È morto Valentino Garavani, uno dei nomi più influenti della moda italiana e internazionale. Lo stilista si è spento oggi a Roma all’età di 93 anni. A dare l’annuncio è stata la Fondazione a lui dedicata, che ha parlato di una scomparsa avvenuta nella serenità della sua residenza romana, circondato dall’affetto dei familiari.

La notizia ha rapidamente fatto il giro del mondo, segnando la fine di un’epoca per l’alta moda. Valentino non è stato solo uno stilista, ma un simbolo riconoscibile del lusso italiano, capace di attraversare decenni senza perdere identità.
Camera ardente e funerali a Roma
La camera ardente di Valentino Garavani sarà allestita a Roma presso PM23, in piazza Mignanelli 23, nelle giornate di mercoledì 21 e giovedì 22 gennaio, con orario continuato dalle 11 alle 18. I funerali si svolgeranno venerdì 23 gennaio alle ore 11 nella Basilica di Santa Maria degli Angeli e dei Martiri, in piazza della Repubblica, uno dei luoghi più rappresentativi della capitale.
Roma, città che ha segnato profondamente la sua carriera, sarà anche il teatro dell’ultimo saluto a uno dei protagonisti assoluti del Made in Italy.
Chi era Valentino Garavani
Valentino Clemente Ludovico Garavani era nato l’11 maggio 1932 a Voghera, in provincia di Pavia. Fin da giovanissimo ha mostrato una passione precisa per la moda, sostenuta dalla famiglia, che gli ha permesso di formarsi prima in Italia e poi all’estero.

Il trasferimento a Parigi è stato decisivo per la sua crescita professionale. Nella capitale francese ha lavorato come apprendista negli atelier di Jean Dessès e Guy Laroche, entrando in contatto con l’alta moda internazionale e con un metodo di lavoro che avrebbe influenzato tutta la sua carriera.
Il ritorno in Italia e la nascita della maison Valentino
Rientrato in Italia, Valentino ha collaborato con Emilio Schuberth e Vincenzo Ferdinandi, figure centrali dell’alta moda romana del dopoguerra. Nel 1957 ha fondato la maison Valentino e nel 1959 ha aperto il primo atelier in via Condotti, a Roma.
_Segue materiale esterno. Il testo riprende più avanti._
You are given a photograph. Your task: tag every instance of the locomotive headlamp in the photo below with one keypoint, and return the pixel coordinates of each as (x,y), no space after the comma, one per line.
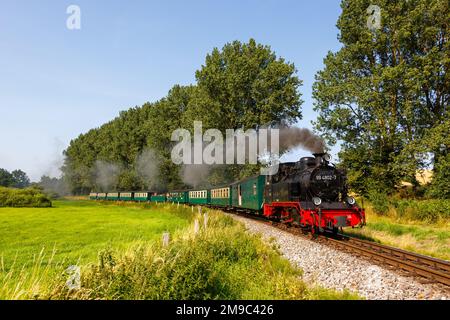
(351,201)
(327,157)
(317,201)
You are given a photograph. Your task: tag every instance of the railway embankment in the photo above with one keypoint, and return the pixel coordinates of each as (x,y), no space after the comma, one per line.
(335,269)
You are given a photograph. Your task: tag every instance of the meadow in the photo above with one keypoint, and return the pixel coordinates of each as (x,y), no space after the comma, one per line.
(73,231)
(119,251)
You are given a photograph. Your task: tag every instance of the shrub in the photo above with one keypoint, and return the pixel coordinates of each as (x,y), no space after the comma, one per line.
(379,201)
(424,210)
(30,197)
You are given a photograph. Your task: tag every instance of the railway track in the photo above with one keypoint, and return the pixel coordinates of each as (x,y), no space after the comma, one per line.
(432,269)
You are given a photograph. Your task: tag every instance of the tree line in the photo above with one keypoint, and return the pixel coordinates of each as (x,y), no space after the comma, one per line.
(15,179)
(243,85)
(384,96)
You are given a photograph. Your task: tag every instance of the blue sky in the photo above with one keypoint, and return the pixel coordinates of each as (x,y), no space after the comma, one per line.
(56,83)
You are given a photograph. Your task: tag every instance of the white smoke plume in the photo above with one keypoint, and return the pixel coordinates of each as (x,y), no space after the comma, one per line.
(293,137)
(106,174)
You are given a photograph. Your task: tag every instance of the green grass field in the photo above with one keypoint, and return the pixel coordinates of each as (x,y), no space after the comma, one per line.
(118,248)
(76,230)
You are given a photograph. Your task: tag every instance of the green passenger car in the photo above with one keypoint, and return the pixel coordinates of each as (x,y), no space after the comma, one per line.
(113,196)
(126,196)
(248,193)
(142,196)
(158,198)
(101,196)
(199,197)
(177,196)
(221,197)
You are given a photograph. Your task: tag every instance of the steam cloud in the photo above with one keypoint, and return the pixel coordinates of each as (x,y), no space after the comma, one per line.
(292,137)
(107,174)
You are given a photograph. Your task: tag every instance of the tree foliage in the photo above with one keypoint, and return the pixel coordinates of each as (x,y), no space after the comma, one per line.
(385,93)
(16,179)
(243,85)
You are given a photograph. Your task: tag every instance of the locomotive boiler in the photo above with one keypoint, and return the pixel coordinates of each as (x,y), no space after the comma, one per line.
(311,193)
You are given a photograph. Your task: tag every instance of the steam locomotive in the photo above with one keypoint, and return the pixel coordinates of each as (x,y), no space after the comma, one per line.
(311,193)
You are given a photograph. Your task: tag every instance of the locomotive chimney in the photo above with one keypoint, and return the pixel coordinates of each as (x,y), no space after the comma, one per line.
(318,157)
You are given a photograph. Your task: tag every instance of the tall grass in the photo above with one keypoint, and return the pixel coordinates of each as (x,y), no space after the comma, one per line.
(426,210)
(30,197)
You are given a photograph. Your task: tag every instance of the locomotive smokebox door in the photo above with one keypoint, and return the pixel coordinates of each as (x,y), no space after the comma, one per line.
(341,221)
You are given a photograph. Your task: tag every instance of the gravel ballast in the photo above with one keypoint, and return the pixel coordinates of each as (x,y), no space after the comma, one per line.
(331,268)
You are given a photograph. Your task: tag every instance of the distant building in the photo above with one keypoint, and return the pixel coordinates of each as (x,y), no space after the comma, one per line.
(423,177)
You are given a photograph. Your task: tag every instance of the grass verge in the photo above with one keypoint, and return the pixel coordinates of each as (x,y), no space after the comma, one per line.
(222,261)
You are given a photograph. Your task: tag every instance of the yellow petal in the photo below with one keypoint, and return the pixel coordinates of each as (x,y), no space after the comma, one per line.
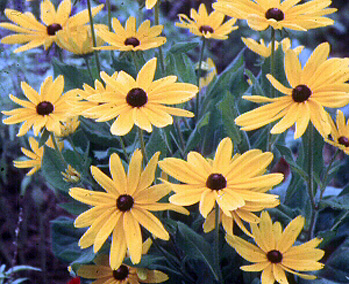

Gli inizi sono stati segnati da difficoltà economiche. Dopo un primo investimento, alcuni soci decisero di fare un passo indietro. La svolta arrivò nel 1960 con l’ingresso in società di Giancarlo Giammetti, conosciuto in un caffè romano. Da quel momento è nato un sodalizio umano e professionale durato una vita intera.
Il rosso Valentino e il successo globale
Uno degli elementi più riconoscibili del lavoro di Valentino è il celebre “rosso Valentino”, una tonalità diventata nel tempo una firma estetica immediatamente identificabile. Questo colore, insieme a linee eleganti e a una visione precisa del lusso, ha contribuito a costruire l’immagine di un marchio amato in tutto il mondo.
Le sue creazioni hanno vestito icone internazionali come Jacqueline Kennedy Onassis, Elizabeth Taylor, Sharon Stone e Linda Evangelista, consolidando il legame tra la maison Valentino e il jet set globale.
Gli ultimi anni e l’eredità
Valentino Garavani ha lasciato la direzione creativa della sua casa di moda nel 2007. Nel 2012 la maison è stata ceduta al fondo Mayhoola for Investments, mentre nel 2023 il gruppo Kering ha acquisito il 30% del capitale del Gruppo Valentino per 1,7 miliardi di euro.
Nel 2016, insieme a Giancarlo Giammetti, ha fondato la Fondazione Valentino Garavani e Giancarlo Giammetti, con finalità filantropiche e culturali.
Con la sua morte, la moda italiana perde uno dei suoi pilastri. Il suo nome resta legato a un’idea precisa di eleganza, riconoscibile e senza tempo, che continua a influenzare il settore ben oltre la sua presenza sulle passerelle.